The lawsuit marks the first major legal challenge by a Chinese smartphone maker against Samsung, which has dominated world-wide sales over the past several years. Chinese companies have growing ambitions in the smartphone world, where major players like Huawei are investing billions of dollars to beef up patent portfolios that enable them to compete with Samsung and Apple Inc. in overseas markets.
Huawei said it is seeking compensation for Samsung’s alleged infringement of 11 of its patents related to smartphones and cellular networks. The lawsuit covers Samsung’s use of cellular network protocol that Huawei says helps ensure uninterrupted phone service on 4G LTE networks. Huawei alleges that Samsung has used this technology on its flagship products, dating back to the Galaxy S II handset that it released five years ago.
“Samsung and its affiliates have earned billions of dollars by selling…products that use Huawei’s technology,” Huawei said in the lawsuit, which was filed in the U.S. District Court for the Northern District of California.
“We hope Samsung will respect Huawei’s R&D investment and patents, stop infringing our patents and get the necessary license from Huawei, and work together with Huawei to jointly drive the industry forward,” Ding Jianxing, Huawei’s president of intellectual property rights, said in a statement.

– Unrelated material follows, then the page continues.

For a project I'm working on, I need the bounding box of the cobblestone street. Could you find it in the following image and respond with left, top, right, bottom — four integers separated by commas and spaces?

A spokeswoman for Samsung said the company “will thoroughly review the complaint and take appropriate action to defend Samsung’s business interests.”
Shenzhen-based Huawei also filed a lawsuit against Samsung in China, in the Shenzhen Intermediate People’s Court. Huawei filed the suits in the U.S. and China because those are two of Samsung’s—and the world’s—largest markets for smartphones.
Huawei is the world’s third-largest smartphone maker by sales, with a 8.3% market share in the first quarter, up from 5.4% a year earlier, according to data provider Gartner. Samsung had a 23% market share, followed by Apple with a 15% share. The next biggest players, Oppo Mobile Telecommunications Corp. and Xiaomi Corp., are also Chinese.
Samsung and Huawei both make handsets that run Android, the dominant mobile-operating system controlled by Alphabet Inc. ’s Google unit. Last year, Huawei spent $9.2 billion in research and development, while Samsung devoted about $12.5 billion.
Both companies have signed a number of patent agreements with other industry players, limiting friction between companies that manufacture smartphones that rely on hundreds of patents to work well. Earlier this year, Huawei reached a patent-licensing agreement with Apple, and the U.S. company pays royalties for Huawei’s patents, according to a person with knowledge of the matter.
Samsung has had to spend heavily to defend itself from patent-infringement claims. A long-running patent dispute with Apple is set to come before the U.S. Supreme Court in its next term, which begins in October.